Pese a esas y otras tragedias, los vuelos aerostáticos se volvieron casi rutinarios. Cantolla, ya famoso, estrenó un nuevo globo, el Vulcano, en diciembre de 1867. También son dignas de recordarse las ascensiones hechas entre 1855 y 1856 por el artista Casimiro Castro, quien gracias a esos vuelos pudo hacer tres originales litografías que aparecieron en el álbum México y sus alrededores. Otro destacado piloto guanajuatense de ese tiempo fue Félix Morales.
El famoso Joaquín de la Cantolla, ya anciano y retirado, convenció a Alberto Braniff, primer aviador de Hispanoamérica, de que lo llevara en un último vuelo. A bordo de un moderno aparato del tipo Gordon Bennett, ambos personajes surcaron el espacio en 1914 hacia el Valle de Chalco, donde acampaban las fuerzas zapatistas del general Genovevo de la O, que intentaron bajar el aerostato ¡a balazos! El ejército impidió un daño mayor, pero el susto fue demasiado para el veterano aeronauta, quien sufrió un derrame cerebral y falleció a los pocos días, dando fin así a la heroica época de los viajes en globo.

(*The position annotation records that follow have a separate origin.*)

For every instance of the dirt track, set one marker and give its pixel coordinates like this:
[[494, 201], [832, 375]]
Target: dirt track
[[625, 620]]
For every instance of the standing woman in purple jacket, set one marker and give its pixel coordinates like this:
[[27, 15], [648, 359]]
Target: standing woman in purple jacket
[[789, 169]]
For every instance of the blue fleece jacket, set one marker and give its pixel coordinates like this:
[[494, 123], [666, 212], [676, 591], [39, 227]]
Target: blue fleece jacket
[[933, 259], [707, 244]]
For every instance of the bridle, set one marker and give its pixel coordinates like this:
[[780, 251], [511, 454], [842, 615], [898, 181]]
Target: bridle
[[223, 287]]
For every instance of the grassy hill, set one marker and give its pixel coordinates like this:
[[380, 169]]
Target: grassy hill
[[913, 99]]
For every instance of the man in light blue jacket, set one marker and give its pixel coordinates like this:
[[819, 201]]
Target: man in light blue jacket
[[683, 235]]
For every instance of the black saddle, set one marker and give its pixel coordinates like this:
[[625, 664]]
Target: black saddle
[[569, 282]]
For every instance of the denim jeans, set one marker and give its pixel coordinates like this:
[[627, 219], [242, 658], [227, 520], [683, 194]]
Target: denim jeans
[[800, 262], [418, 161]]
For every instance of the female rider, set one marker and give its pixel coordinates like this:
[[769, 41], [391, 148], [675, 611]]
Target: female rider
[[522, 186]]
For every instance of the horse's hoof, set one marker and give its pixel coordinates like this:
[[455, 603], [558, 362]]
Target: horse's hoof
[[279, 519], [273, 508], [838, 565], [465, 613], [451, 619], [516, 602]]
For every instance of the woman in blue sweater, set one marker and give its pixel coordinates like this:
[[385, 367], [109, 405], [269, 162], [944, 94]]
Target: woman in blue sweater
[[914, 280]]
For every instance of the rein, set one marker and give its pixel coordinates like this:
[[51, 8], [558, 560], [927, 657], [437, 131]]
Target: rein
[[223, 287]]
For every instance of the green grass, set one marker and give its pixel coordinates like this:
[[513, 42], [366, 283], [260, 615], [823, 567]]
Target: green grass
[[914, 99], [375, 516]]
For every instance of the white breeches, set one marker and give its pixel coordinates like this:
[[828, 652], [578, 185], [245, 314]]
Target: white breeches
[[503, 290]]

A finales del siglo pasado, un defeño asentado en Guanajuato, de nombre Marco Antonio Rodríguez Linares, junto a otros entusiastas aeronautas, crearon un Festival Internacional de Vuelo en Globo, con sede en la hermosa e histórica ciudad minera. Al frío amanecer del 20 de noviembre de 1992, 11 aerostatos se alinearon en la unidad deportiva “Juan José Torres Landa”, antes de cobrar forma al influjo del aire caliente. Pronto, refulgieron los gajos translúcidos, ante unos pocos madrugadores. Al clarear el día, comenzaron a elevarse. Los guanajuatenses que ese día se dirigían a sus actividades vieron de pronto, admirados, cómo aparecían, detrás del Cerro de San Miguel, una serie de globos multicolores que saludaban a la ciudad desde las alturas, 150 años después del primer vuelo realizado por Benito León Acosta.
Con el paso del tiempo, el festival alcanzó tal popularidad que las autoridades decidieron trasladarlo a León, ciudad con mayor movimiento económico, donde se realiza desde el año 2002. Allí, en las orillas de la líquida superficie de la Presa del Palote, al elevarse continúan hechizando a los miles de asistentes, igual que hacían en los románticos y lejanos tiempos del nacimiento de la aeronáutica.